Discrete math - binomial coefficients

(⇒)

First let us show that if p is prime, then p divides C(p, n) for 0 < n < p.

By definition

C(p, n) = p·(p-1)·(p-2)· ... ·(p-n+1)/n!

It suffices to show that p does not divide (n!), ie n! ≠ m·p, since that would be the only way to cancel out the p in the numerator of C(p, n). If the p in the numerator isn't canceled, then C(p, n) is a multiple of p.

Euclid's lemma states that if p divides ab, then p divides a or p divides b. The contrapositive to this says that if p does not divide a and p does not divide b, then p does not divide ab.

Clearly p does not divide any of n, n-1, n-2, ... therefore p does not divide (n!).

(⇐)

To show that if C(p, n) is divisible by p for all 0 < n < p, then p is prime, we will prove the contrapositive statement: if p is not prime, then there exists an n with 0 < n < p and such that p does not divide C(p, n).

If p is not prime, then p = ab with a, b > 1 and coprime (or we can just assume that b is prime).

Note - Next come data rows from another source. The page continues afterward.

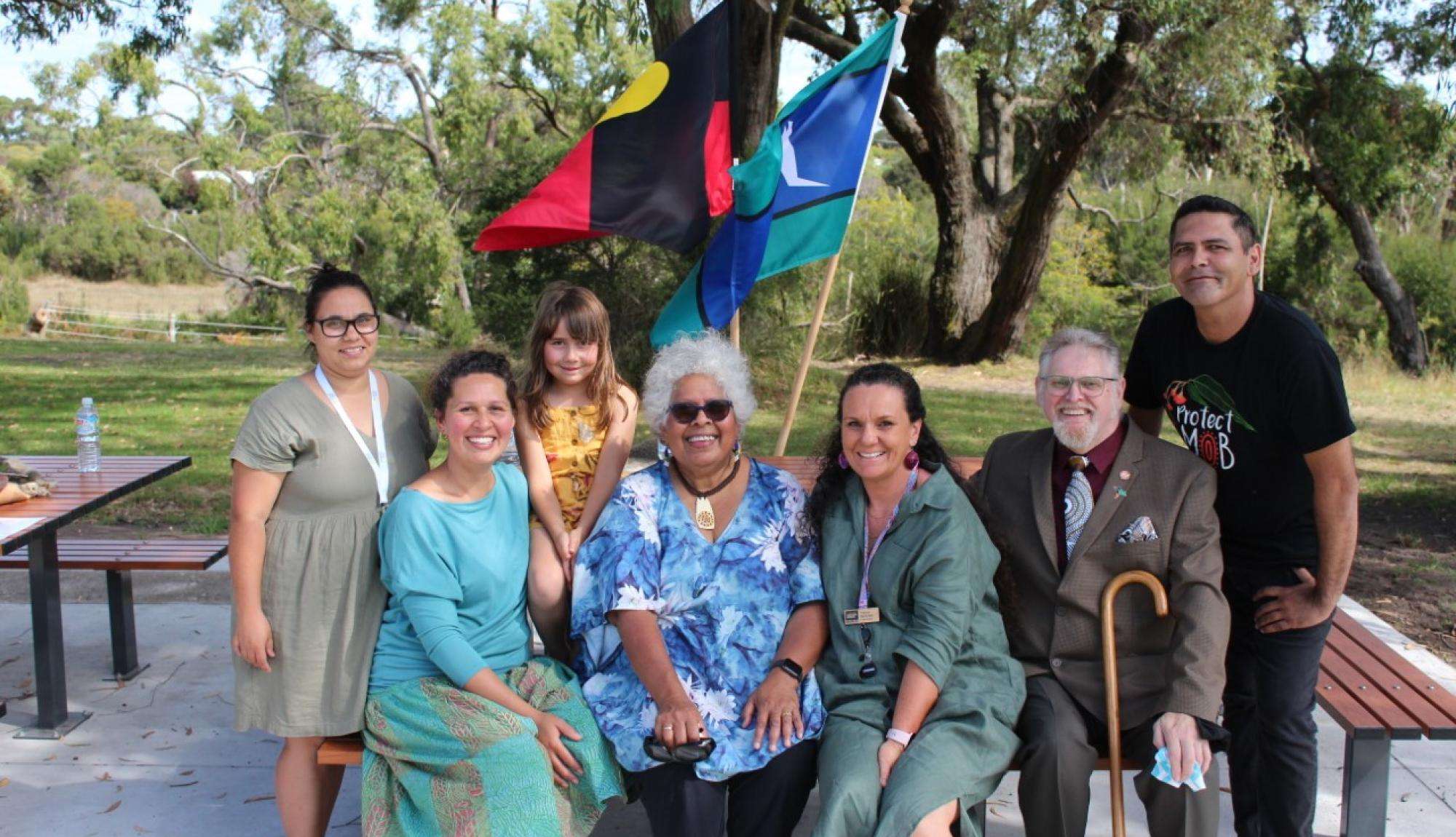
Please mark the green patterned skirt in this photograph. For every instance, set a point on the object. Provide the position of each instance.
(440, 761)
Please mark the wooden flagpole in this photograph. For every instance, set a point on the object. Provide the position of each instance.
(809, 356)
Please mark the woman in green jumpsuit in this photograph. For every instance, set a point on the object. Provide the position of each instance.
(921, 688)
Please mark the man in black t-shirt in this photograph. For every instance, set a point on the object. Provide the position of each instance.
(1251, 386)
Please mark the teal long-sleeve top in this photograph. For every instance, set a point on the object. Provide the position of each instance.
(456, 582)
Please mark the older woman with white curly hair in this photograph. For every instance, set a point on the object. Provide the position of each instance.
(700, 614)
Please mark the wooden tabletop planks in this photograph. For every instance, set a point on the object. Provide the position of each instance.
(78, 494)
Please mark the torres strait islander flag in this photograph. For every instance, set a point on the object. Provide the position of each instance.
(653, 168)
(793, 200)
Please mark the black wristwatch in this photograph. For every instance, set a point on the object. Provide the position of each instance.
(791, 669)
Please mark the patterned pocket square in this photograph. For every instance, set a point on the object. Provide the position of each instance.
(1139, 532)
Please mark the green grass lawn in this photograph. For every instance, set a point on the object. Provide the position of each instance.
(190, 400)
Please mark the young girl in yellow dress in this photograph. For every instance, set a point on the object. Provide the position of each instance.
(574, 435)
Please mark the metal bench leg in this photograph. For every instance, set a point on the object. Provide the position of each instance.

Let us look at C(p, a):

C(p, a) = ab·(ab-1)·(ab - 2)· ... ·(ab-a+1)/a!

if we cancel the a in the numerator and the denominator, we get

C(p, a) = b·(ab-1)·(ab - 2)· ... ·(ab-a+1)/(a - 1)!

We note that a does not divide any of the (ab - 1), (ab - 2), ..., (ab - a + 1) since we have

(ab - 1) = a(b-1) + (a -1), and so (ab - 1) divided by a gives remainder (a - 1)

(ab - 2) = a(b-1) + (a - 2), and so (ab - 2) divided by a gives remainder (a - 2)

...

(ab - a + 1) = a(b-1) + 1, and so (ab - a + 1) divided by a gives remainder 1.

Now it suffices to show that a does not divide the numerator. To see this we use the contrapositive of Euclid's lemma once again. Since a does not divide b (because they are coprime), and a does not divide any of the (ab - 1), (ab - 2), ..., (ab - a + 1), then a does not divide the numerator.